The Iberian Peninsula in the 3rd century BC

The Lacetani were an ancient Iberian (pre-Roman) people of the Iberian Peninsula (the Roman Hispania). They are believed to have spoken an Iberian language.[citation needed]

The name is mentioned in brief by some Roman period writers. Pliny the elder listed the people in his geographical description of Hispania Citerior, and again as a region of abundant vines, that allow the production of second-rate wine.[1] Martial in an epigram also recalled Laletanian or Lacetanian as a kind of cheap wine.[2] Sallust's Histories has it as a territory that Pompey claimed to have recovered from Sertorius.[3] Mentions by Livy,[4] Plutarch, and Cassius Dio are in the context of the Iberian revolt. However, there remains some doubt whether their naming is not a corruption of either Laietani or Iacetani, the names of two neighboring tribes.[5] Ptolemy located the towns of Aeso/Isona (Guissona) and Setelsis/Selensis (Solsona) among those in a territory, of the Lacetani or the Iacetani.[6]

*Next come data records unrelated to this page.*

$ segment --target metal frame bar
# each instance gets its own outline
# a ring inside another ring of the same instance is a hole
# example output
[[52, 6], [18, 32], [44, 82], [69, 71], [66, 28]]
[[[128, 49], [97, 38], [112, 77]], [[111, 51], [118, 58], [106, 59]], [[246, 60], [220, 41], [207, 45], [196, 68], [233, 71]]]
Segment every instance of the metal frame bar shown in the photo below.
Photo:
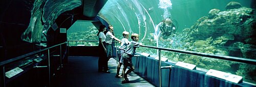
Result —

  1. ^ Pliny, Natural History, 3.4; 14.8
  2. ^ Martial, Epigrams, 1.26; 1.49
  3. ^ Sallust (1965) [1921]. "Letter of Gnaeus Pompeius, Histories 2.4". Sallust: With an English Translation by J. C. Rolfe. Loeb Classical Library (in English and Latin) (revised 1931...reprinted ed.). Harvard University Press. pp. 416–417.
  4. ^ Livy, Ab urbe condita Libri 21.23, and other sections
  5. ^ Public Domain Smith, William, ed. (1857). "Lacetani". Dictionary of Greek and Roman Geography. Vol. 2. London: John Murray.
  6. ^ Ptolemy Geographia 2.6.72, reads Akketanoi or Iaketnnoi, but Stückelberger et al note that the Lacetani are probably meant: Stückelberger, Alfred; Grasshoff, Gerd (2017). Klaudios Ptolemaios, Handbuch der Geographie (in German and Ancient Greek). Vol. 1. Schwabe. p. 197. ISBN 978-3-7965-3703-5.